2011 Oscar Shorts:
Live action
Animated
Feb. 10–16 at the Carolina Theatre (see times below)

Does your office Oscar pool count the short films as anything more than tiebreakers? If so, you might be able to gain an edge by visiting the Carolina Theatre, which will be screening all of the nominees in the short animated and short live action categories: one program for the live action ones, and one for the animated movies.
Any other good reason to watch every nominee in either category is elusive, though you’re far better off with the animated ones. Most of the miniature movies in this bunch don’t make punchy statements or experiment with form; they seem more like calling cards for the filmmakers, announcements of craft competence. Overwhelmingly, the mainstream short film is not a form of artistic expression but an obligatory career step.
To be fair, navigating the form of the live action short film is tricky not only for viewers but for the writers and directors. When shorts imitate the conventions of a feature film, with three-act narrative arcs, they come across as self-important and overlong even when, as in “The Shore,” they’re occasionally funny and a little bit touching. Watching a series of short films in a row with opening credits sequences and accompanying music is a bit like reading a book of short stories in which each story has end papers, a title page, publisher info and author acknowledgements.

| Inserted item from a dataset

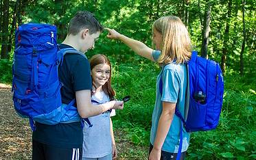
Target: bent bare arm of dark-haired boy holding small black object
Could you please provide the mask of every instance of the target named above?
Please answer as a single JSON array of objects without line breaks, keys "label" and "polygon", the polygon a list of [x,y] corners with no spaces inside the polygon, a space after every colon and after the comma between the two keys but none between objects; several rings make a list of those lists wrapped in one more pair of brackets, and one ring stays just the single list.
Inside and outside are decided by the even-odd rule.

Live action shorts like “Pentecost” or “Time Freak” try to sidestep the problems of the short film with humor, but they’re really just simple extended gags. In the former, the role of a grounded altar boy is compared at great length to that of a suspended soccer player. In “Time Freak,” the inventor of a time machine tries to perfect minor interactions of the previous day instead of going somewhere like ancient Rome. It’s not a bad premise, the idea that we’re too hung up on meaningless details to understand the profundity of our own accomplishments, but the jokes are flat. “Raju,” the story of a German couple adopting an Indian boy, is the only nominee that uses its longish run time to play with viewer expectations, subverting its own premise with weary ambiguity and healthy cynicism. Conversely, “Tuba Atlantic” masquerades as black humor, its main character a dying man who machine-guns seagulls out of the sky, but the story ends by comforting the viewer with some nonsense about a giant tuba that blasts its sound across the ocean to the man’s brother.
You’ll need a high tolerance for whimsy like this to take in all of these shorts at once. Patience with cliché and sap will help, too. If you can see through it and feel charitable, there are things to like about most of the movies in these collections, especially in the animated category. The totally aggro “A Morning Stroll” is the only objectionable entry in this program, with its simplistic view of people as gadget-obsessed zombies. On the other end of the spectrum is “The Fantastic Flying Books of Mr. Morris Lessmore,” about an idyllic dimension between life and death among living hardbacks. It’s likeable if indulgent, glorying in the comfortable myth of the happy loner whose best friends are books, kind of like a cutesy reimagining of the end of Fahrenheit 451. Somewhere between these two movies’ sensibility is the French Canadian “Sunday”: It’s classically animated (mostly hand-drawn!) and evocative, a wordless story about a boy discovering a world filled with mortality. “La Luna,” which pushes the needle on the well-done whimsy scale into the red, is pure Pixar and will probably win the category by virtue of the enormous Hollywood machine that it has behind it.
Much harder to classify is the most deserving movie in the category, “Wild Life,” animated with painterly skill and kineticism (think Maira Kalman in motion) about an English dandy who moves to Alberta, Canada, in 1909 to try his hand at ranching. The story is pieced together with his letters home, interviews with his neighbors and a conversation he has with his dog while he rows around a puddle-size pond. Created by Amanda Forbis and Wendy Tilby, it’s the only nominated short that feels like an artistic accomplishment in and of itself, one that seems to have satisfied its creators as artists with ideas. And if Forbis and Tilby aren’t satisfied with it, they are setting the bar for themselves in the stratosphere.
There are undoubtedly more filmmakers like Forbis and Tilby, making short films that are personal and unusual, that people might take as much pleasure in as they do in some of the better nominees in the Best Picture category (not that those are really any great shakes, either). [The Triangle has numerous good outlets for the short film form; two of them occur later this month: the Strange Beauty Film Festival in Durham and the Raleigh-based Bloc Animation Project.]
Of course, the Academy isn’t where we’ve ever expected real visionaries to be recognized, but in this category that can highlight the accomplishment of unknowns, an adventurous survey of the field would be more meaningful than it might be in the categories that count in Oscar pools.
For the record, though, the short films should only be counted in your office Oscar pool in the case of a tie, because the ability to guess which unknown short movie will take a statue shouldn’t count as much as the ability to guess all the majors. Take it from someone burned by a competitor who lost in the majors but won by consistently guessing the shorts correctly.